简体   繁体   English

使用C从文件读取字节

[英]Reading Bytes from a File using C

I have written a program in C which will read the bytes at a specific memory address from its own address space. 我用C语言编写了一个程序,它将从其自己的地址空间读取特定内存地址的字节。

it works like this: 它是这样的:

  1. first it reads a DWORD from a File. 首先,它从文件读取DWORD。
  2. then it uses this DWORD as a memory address and reads a byte from this memory address in the current process' address space. 然后它将这个DWORD用作内存地址,并在当前进程的地址空间中从该内存地址读取一个字节。

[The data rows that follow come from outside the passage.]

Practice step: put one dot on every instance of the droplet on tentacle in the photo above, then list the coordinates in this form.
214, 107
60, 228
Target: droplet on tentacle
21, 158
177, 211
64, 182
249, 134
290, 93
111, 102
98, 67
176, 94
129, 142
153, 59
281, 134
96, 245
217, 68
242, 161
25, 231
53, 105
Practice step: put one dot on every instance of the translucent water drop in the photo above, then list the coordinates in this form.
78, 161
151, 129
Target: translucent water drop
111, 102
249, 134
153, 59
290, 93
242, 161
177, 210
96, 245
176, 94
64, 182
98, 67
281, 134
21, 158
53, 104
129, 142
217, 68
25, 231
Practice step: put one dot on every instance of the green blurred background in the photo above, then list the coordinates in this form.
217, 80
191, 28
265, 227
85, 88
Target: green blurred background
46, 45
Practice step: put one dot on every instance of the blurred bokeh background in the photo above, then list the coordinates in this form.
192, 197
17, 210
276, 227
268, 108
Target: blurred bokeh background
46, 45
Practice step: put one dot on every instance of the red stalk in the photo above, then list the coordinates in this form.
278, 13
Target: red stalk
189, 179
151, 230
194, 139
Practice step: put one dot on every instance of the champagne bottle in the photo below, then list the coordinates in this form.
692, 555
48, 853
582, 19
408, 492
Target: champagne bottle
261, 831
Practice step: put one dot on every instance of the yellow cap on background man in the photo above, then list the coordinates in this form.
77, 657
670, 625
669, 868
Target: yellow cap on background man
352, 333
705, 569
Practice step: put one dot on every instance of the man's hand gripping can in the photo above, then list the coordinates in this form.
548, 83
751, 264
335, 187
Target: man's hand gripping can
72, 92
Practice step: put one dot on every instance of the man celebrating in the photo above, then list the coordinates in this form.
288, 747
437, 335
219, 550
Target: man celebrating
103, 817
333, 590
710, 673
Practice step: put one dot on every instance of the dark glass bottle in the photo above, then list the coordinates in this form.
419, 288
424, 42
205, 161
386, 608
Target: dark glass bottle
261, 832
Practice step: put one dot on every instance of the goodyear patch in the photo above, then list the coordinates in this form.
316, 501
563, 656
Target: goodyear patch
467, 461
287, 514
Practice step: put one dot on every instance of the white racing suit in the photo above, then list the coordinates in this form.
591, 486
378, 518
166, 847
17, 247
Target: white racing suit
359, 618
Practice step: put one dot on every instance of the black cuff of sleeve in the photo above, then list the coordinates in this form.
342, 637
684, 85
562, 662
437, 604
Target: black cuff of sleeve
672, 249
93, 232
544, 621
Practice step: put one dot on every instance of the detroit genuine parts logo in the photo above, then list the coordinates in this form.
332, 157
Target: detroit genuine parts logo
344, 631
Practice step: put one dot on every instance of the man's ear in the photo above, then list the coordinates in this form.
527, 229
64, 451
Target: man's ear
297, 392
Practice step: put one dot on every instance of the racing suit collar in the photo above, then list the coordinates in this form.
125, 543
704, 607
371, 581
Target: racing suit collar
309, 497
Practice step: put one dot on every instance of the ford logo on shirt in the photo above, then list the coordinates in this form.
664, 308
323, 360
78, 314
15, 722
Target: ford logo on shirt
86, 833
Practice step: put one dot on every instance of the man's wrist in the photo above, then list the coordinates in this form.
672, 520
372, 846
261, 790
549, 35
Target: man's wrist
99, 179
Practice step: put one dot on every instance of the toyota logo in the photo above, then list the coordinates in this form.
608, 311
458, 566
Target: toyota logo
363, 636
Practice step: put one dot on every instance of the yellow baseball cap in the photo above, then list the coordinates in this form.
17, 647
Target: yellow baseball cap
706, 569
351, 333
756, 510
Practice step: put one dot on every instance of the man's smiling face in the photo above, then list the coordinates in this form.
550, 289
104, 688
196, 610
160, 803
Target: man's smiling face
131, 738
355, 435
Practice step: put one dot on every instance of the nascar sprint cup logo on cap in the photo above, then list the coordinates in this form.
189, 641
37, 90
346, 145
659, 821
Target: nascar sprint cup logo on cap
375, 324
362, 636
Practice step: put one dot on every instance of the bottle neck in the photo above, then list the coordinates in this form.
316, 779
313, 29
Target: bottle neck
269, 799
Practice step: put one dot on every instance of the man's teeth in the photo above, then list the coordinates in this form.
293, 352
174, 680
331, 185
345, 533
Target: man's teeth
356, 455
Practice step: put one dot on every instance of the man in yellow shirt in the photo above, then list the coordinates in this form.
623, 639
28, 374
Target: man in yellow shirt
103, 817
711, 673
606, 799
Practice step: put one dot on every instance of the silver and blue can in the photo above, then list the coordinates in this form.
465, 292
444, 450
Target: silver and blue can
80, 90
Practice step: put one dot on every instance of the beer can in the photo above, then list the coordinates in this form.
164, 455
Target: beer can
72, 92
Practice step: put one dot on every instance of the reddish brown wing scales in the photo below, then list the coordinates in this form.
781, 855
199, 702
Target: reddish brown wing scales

Here is a summary of the code: 以下是代码摘要:

FILE *fp;
char buffer[4];

fp=fopen("input.txt","rb");

// buffer will store the DWORD read from the file

fread(buffer, 1, 4, fp);

printf("the memory address is: %x", *buffer);

// I have to do all these type castings so that it prints only the byte example:
// 0x8b instead of 0xffffff8b

printf("the byte at this memory address is: %x\n", (unsigned)(unsigned char)(*(*buffer)));

// And I perform comparisons this way

if((unsigned)(unsigned char)(*(*buffer)) == 0x8b)
{
    // do something
}

While this program works, I wanted to know if there is another way to read the byte from a specific memory address and perform comparisons? 当该程序工作时,我想知道是否还有另一种方法可以从特定的内存地址读取字节并进行比较? Because each time, I need to write all the type castings. 因为每次,我都需要编写所有类型转换。

Also, now when I try to write the byte to a file using the following syntax: 另外,现在,当我尝试使用以下语法将字节写入文件时:

// fp2 is the file pointer for the output file
fwrite(fp2, 1, 1, (unsigned)(unsigned char)(*(*buffer)));

I get the warnings: 我得到警告:

test.c(64) : warning C4047: 'function' : 'FILE *' differs in levels of indirectio
n from 'unsigned int'
test.c(64) : warning C4024: 'fwrite' : different types for formal and actual para
meter 4

thanks. 谢谢。

Take note of the definition of fwrite , 注意fwrite的定义,

size_t fwrite(const void *ptr, size_t size, size_t nmemb, FILE *stream);

which means that the warnings at the last part of your question are because you should be writing from a character pointer rather than writing the actual value of the character. 这意味着问题最后部分的警告是因为您应该从字符指针进行写入,而不是写入字符的实际值。

You can remove the extra type castings by assigning the pointer you read from the file to another variable of the correct type. 您可以通过将从文件中读取的指针分配给正确类型的另一个变量来删除多余的类型转换。

Examples to think about : 要考虑的示例

#include <stdio.h>
int main() {
  union {
    char buffer[8];
    char *character;
    long long number;
  } indirect;
  /* indirect is a single 8-byte variable that can be accessed
   * as either a character array, a character pointer, or as
   * an 8-byte integer! */
  char *x = "hi";
  long long y;
  char *z;
  printf("stored in the memory beginning at x: '%s'\n", x); /* 'hi' */
  printf("bytes used to represent the pointer x: %ld\n", sizeof(x)); /* 8 */
  printf("exact value (memory location) of (pointed to by) the pointer x: %p\n", x); /* 4006c8 */
  y = (long long) x;
  printf("%llx\n", y); /* 4006c8 */
  z = (char *) y;
  printf("%s\n", z); /* 'hi' */
  /* the cool part--we can access the exact same 8 bytes of data
   * in three different ways, as a 64-bit character pointer,
   * as an 8-byte character buffer, or as
   * an 8-byte integer */
  indirect.character = z;
  printf("%s\n", indirect.character); /* 'hi' */
  printf("%s\n", indirect.buffer); /* binary garbage which is the raw pointer  */
  printf("%lld\n", indirect.number); /* 4196040 */
  return 0;
}

By the way, reading arbitrary locations from memory seems concerning. 顺便说一句,从内存中读取任意位置似乎很重要。 (You say that you are reading from a specific memory address within the program's own address space, but how do you make sure of that?) (您说您正在从程序自己的地址空间内的特定内存地址读取数据,但是如何确定呢?)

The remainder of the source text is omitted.